The Next Episode poses distinctive challenges for freelance post production supervisor Jared Bushansky whose reality programming credits include MTV's Fraternity Life and Sorority Life, and the first season of HBO's Project Greenlight.
"Being gritty, raw and down-and-dirty is part of the show's appeal," Bushansky concedes. "You never know what you're going to get. They shoot 80 to 100 hours of tape in a week to get a one-hour show, and it's hard to gauge in the field what's going to work or not."
The four audio tracks of Sony's IMX format come in handy for the all-location-based show. "We record the lav on one track, the boom on another, and the camera mic on another just in case we need to use it with filters to get rid of extraneous noise," Bushansky explains. "The camera mic has saved us on a couple of occasions, including one impromptu shot with no lav and no boom."
In the first part of each episode the rap contestants, on lavalier mics, are followed through their city with their friends whose audio is captured by boom mics. Hearing what they're saying can be difficult as they talk over each other and compete with background noise. Re-recording mixer Mark Anderson at Wild Woods often needs to use noise reduction, EQ and filtration to make the conversation audible.
"Sometimes you lose sources in the field, you get ambiance as loud as the dialogue, or people are talking in the street in such close proximity to the boom mic that you lose the talent," Anderson reports. "You try to smooth things as well as you can but may still get hammered by a noisy clip."

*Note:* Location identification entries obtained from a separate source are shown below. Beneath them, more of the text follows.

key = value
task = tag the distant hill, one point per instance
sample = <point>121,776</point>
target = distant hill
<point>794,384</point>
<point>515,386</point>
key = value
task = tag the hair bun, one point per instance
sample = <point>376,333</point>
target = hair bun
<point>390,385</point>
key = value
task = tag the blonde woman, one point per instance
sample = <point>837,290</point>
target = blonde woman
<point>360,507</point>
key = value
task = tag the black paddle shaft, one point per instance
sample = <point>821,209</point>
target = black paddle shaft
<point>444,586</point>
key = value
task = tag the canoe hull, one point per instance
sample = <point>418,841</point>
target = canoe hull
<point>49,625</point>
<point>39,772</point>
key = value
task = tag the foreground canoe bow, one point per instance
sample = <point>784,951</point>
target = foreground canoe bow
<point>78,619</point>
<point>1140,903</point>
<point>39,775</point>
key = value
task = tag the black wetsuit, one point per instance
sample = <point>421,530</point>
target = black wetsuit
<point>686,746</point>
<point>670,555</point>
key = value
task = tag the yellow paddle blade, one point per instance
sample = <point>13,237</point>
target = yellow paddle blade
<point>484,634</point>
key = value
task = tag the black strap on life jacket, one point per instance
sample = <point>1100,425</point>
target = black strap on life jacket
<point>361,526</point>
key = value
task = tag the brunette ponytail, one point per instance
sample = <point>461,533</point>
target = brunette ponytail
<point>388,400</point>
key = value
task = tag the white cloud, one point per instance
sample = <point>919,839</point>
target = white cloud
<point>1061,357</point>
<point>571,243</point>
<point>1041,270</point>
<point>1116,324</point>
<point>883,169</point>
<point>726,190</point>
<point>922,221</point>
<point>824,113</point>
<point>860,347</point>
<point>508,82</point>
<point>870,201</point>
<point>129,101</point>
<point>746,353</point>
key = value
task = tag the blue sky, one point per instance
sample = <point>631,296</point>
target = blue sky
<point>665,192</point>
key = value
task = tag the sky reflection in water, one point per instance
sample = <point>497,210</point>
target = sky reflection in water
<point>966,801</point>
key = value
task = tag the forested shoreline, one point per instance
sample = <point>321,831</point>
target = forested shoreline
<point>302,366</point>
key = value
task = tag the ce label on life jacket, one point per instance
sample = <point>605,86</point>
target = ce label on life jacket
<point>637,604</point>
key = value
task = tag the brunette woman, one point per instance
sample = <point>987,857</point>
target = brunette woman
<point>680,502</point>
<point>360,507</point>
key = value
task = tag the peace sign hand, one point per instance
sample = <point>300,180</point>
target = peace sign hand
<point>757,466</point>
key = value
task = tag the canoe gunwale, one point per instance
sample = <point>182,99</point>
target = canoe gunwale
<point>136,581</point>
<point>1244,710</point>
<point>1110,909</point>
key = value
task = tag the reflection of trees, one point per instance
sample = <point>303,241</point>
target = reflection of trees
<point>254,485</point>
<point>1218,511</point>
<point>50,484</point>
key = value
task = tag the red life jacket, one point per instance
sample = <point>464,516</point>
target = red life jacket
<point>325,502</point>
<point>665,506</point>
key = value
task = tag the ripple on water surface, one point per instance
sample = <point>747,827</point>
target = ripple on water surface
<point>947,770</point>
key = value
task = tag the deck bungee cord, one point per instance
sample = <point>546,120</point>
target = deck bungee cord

The show is done "98 percent in the box," a Pro Tools 5.1.3 with a Pro Control surface. Anderson re-records anything that needs noise reduction back into Pro Tools but he finds that "if you push Waves' Restoration bundle enough to get good results you also get artifacts. So I run through the plug-in and then into Dolby's old Cat.43 film NR unit and that eases off a bit on the artifacts."

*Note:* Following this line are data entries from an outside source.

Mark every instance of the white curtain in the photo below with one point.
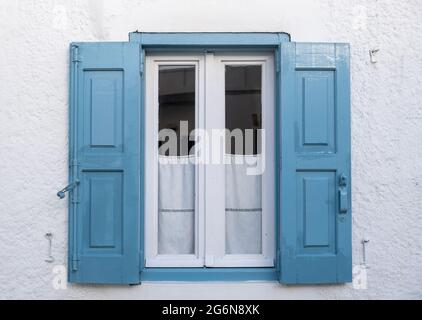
(176, 205)
(243, 206)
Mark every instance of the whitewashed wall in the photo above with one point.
(386, 132)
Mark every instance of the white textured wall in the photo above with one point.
(386, 131)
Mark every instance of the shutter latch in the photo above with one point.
(62, 193)
(343, 196)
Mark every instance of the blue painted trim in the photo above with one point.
(209, 274)
(207, 39)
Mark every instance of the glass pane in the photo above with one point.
(176, 174)
(243, 108)
(243, 186)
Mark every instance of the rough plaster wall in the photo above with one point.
(386, 132)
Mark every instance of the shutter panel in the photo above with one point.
(315, 164)
(104, 218)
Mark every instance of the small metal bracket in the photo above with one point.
(373, 55)
(50, 258)
(364, 242)
(342, 180)
(62, 193)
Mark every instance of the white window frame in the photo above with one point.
(152, 258)
(210, 179)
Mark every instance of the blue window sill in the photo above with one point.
(209, 274)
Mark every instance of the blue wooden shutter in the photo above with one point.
(104, 217)
(315, 164)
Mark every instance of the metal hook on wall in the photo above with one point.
(50, 257)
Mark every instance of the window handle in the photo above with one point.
(62, 193)
(343, 194)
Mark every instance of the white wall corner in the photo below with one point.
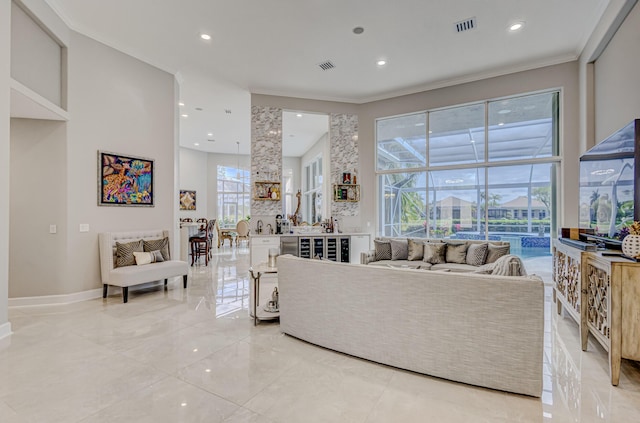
(5, 330)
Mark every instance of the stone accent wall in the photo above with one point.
(266, 155)
(343, 140)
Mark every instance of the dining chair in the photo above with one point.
(242, 232)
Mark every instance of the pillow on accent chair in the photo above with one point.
(124, 253)
(147, 257)
(457, 252)
(477, 254)
(434, 253)
(161, 244)
(415, 249)
(383, 249)
(399, 249)
(496, 251)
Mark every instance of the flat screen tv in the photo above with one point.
(610, 184)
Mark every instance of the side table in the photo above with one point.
(256, 272)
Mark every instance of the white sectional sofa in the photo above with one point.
(492, 250)
(130, 275)
(478, 329)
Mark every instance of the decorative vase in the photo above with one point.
(631, 246)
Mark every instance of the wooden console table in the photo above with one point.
(602, 293)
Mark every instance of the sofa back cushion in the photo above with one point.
(496, 251)
(161, 245)
(415, 249)
(383, 249)
(434, 253)
(124, 252)
(399, 249)
(457, 252)
(477, 254)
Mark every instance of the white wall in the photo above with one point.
(617, 80)
(36, 58)
(118, 104)
(213, 161)
(193, 176)
(38, 199)
(5, 60)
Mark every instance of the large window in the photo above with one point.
(233, 195)
(477, 171)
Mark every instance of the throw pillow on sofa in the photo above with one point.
(161, 245)
(434, 253)
(399, 249)
(415, 249)
(496, 251)
(383, 249)
(509, 265)
(477, 254)
(124, 253)
(457, 252)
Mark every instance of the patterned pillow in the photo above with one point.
(477, 254)
(399, 249)
(496, 251)
(147, 257)
(434, 253)
(415, 249)
(158, 244)
(124, 253)
(457, 252)
(383, 249)
(509, 265)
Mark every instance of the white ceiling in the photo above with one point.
(274, 47)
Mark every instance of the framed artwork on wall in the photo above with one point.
(125, 180)
(187, 199)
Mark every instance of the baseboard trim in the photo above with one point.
(56, 299)
(5, 330)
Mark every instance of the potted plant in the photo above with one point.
(631, 242)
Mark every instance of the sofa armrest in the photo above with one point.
(367, 257)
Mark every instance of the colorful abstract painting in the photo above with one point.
(125, 180)
(187, 200)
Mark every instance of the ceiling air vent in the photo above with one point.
(466, 25)
(326, 65)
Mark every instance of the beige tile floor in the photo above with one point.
(195, 356)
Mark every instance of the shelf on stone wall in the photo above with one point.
(346, 193)
(266, 190)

The showdown portion of each episode takes place at an outdoor location - an Atlanta intersection, a Detroit junkyard, overlooking New York's Brooklyn Bridge. The rappers are joined by a drummer, DJ and live audience, and are recorded onto TASCAM DA-88s so there's split audio for every element. Anderson delivers a full 5.1 discrete mix, then folds it down to stereo keeping the impact of the music strong in the stereo field.
SONY MUSIC: REALITY, TALK SHOWs & MORE
Sony Music Studios' recording arts complex combines audio, video, TV and film production capabilities at its West Side Manhattan location. It has been home to a number of reality, games and talk shows, including Who Wants To Be A Millionaire? and Tough Crowd With Colin Quinn, which airs on Comedy Central. In addition, Sony Music Studios (www.sonymusic.com) handles audio post for MTV's Cribs and VH1's Driven.
Senior director of audio post Sue Pelino did complete audio post for the first two seasons of MTV's Making The Band, which mixes music and slice-of-life elements. The first season found P. Diddy auditioning talent nationwide and forming "Da Band." The second season had them come together at a New York City brownstone to work with music producers and record an album. The next season will pick up after the CD's release.
"In the first season every show was different; the locations were all over the place," Pelino recalls. "This year they were more in the recording studio so there was a lot more control. They gave me a lot of tracks to work with: vocals isolated from music, underscored music minus vocals. On a lot of shows, the DV cameras are the source audio but members of 'Da Band' had individual lavs, so I was starting with decent tracks."
Pelino opened the Avid OMF from MTV in Pro Tools 6.0. Assisted by sound mixer Christopher Koch, she added city ambiance to some location shots, smoothed out the music and dialogue edits and did the final mix on an SSL Avant console. Pelino also mixed a DVD of the second season.